Martina permanece en silencio durante unos segundos, mira a su madre y a mí sucesivamente, y al final exclama: ¡Chupete!
Yo miro a Hamza, y él me devuelve la mirada, y yo insisto y lo vuelvo a mirar sin decir palabra, con intención de obligarlo a que realice un pequeño esfuerzo, siquiera mínimo, para descifrar una explicación, la mía, que a mí se me antoja meridianamente clara.
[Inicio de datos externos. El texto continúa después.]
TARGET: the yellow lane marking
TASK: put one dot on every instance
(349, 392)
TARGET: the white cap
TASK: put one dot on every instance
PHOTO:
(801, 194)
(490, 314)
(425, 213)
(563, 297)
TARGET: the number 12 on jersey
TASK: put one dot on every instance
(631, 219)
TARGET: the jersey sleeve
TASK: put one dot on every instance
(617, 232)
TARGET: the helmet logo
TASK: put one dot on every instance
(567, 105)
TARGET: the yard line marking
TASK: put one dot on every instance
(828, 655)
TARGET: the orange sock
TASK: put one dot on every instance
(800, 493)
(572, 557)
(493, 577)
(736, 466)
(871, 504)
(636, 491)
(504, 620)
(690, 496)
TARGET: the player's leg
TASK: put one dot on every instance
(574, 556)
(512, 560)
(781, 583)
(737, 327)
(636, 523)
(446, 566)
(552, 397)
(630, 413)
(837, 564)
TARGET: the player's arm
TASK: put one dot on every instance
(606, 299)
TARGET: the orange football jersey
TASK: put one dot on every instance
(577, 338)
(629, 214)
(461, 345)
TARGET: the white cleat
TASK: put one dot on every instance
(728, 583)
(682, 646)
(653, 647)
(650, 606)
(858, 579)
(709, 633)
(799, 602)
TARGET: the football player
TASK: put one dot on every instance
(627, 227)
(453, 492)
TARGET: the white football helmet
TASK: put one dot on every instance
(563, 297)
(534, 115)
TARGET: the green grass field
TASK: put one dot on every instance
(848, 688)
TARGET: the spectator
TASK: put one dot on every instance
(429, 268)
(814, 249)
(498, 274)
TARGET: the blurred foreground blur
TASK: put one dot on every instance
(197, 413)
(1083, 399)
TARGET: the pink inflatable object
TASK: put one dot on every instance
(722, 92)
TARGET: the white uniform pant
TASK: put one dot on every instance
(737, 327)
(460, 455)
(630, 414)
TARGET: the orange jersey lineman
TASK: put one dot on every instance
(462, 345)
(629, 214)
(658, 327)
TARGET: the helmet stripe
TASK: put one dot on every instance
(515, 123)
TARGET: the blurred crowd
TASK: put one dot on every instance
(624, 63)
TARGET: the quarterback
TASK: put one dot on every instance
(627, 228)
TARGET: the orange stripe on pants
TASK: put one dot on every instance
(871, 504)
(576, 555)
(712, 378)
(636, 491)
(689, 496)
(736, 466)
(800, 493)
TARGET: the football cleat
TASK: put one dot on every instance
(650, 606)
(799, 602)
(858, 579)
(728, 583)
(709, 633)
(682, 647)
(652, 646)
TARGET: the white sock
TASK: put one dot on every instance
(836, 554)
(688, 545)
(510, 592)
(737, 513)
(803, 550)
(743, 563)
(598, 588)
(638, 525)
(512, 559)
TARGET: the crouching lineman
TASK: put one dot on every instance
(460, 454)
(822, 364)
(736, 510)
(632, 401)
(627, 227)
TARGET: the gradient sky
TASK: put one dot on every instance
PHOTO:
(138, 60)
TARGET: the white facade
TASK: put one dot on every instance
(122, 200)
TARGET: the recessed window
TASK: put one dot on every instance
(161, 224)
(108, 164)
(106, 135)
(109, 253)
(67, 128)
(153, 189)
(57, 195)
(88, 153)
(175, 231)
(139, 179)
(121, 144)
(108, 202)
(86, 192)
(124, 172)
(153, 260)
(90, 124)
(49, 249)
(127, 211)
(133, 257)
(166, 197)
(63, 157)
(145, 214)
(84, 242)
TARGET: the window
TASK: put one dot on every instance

Pero él continúa ahí, parado delante de mi mesa, mirándome como si yo hubiera contraído con él una deuda o un compromiso que aún estuviera por zanjar o cumplir.
Ni puta idea de la gripe, Hamza, ni puta idea, le digo, y en lo único que puedo pensar mientras lo veo marchar es en hacer una pira en medio del comedor con todos los libros que atesoro y prenderles fuego.

viernes, agosto 14, 2009

Unanimidad


En mi ya larga relación con los libros jamás había asistido a semejante unanimidad en la elección de la lectura estival. Ni siquiera La sombra del viento o La catedral del mar o, me aventuro a afirmar, el mismísimo El código Da Vinci, del ágrafo Dan Brown, pueden vanagloriarse, ni de lejos, de haber atrapado la atención de una muchedumbre tan apabullante de lectores como en cambio sí ha tenido a bien conseguir la saga Millennium. En los lugares más insospechados he hallado a algún lector sumergido en la lectura absorbente (así cabe deducir a juzgar por la expresión dibujada en sus rostros) de uno de los tres gruesos ejemplares de los que se compone la serie. En alguna ocasión, en la playa, he alzado, medio insomne, la cabeza de la toalla y he presenciado con estupor que de la arena brotaban, como tubérculos, innumerables ejemplares sostenidos en vilo por las bronceadas manos de mis vecinos de parcela arenal, y casi he sentido que quebrantaba alguna ley (siquiera estética) por no haber escogido la misma lectura que el resto compañeros de playa. En efecto, no lo he hecho. Quizá más adelante, cuando el fervor lector haya menguado. Entretanto continúo disfrutando en Sant Feliu de Guixols de uno de los veranos más calurosos que alcanzo a recordar.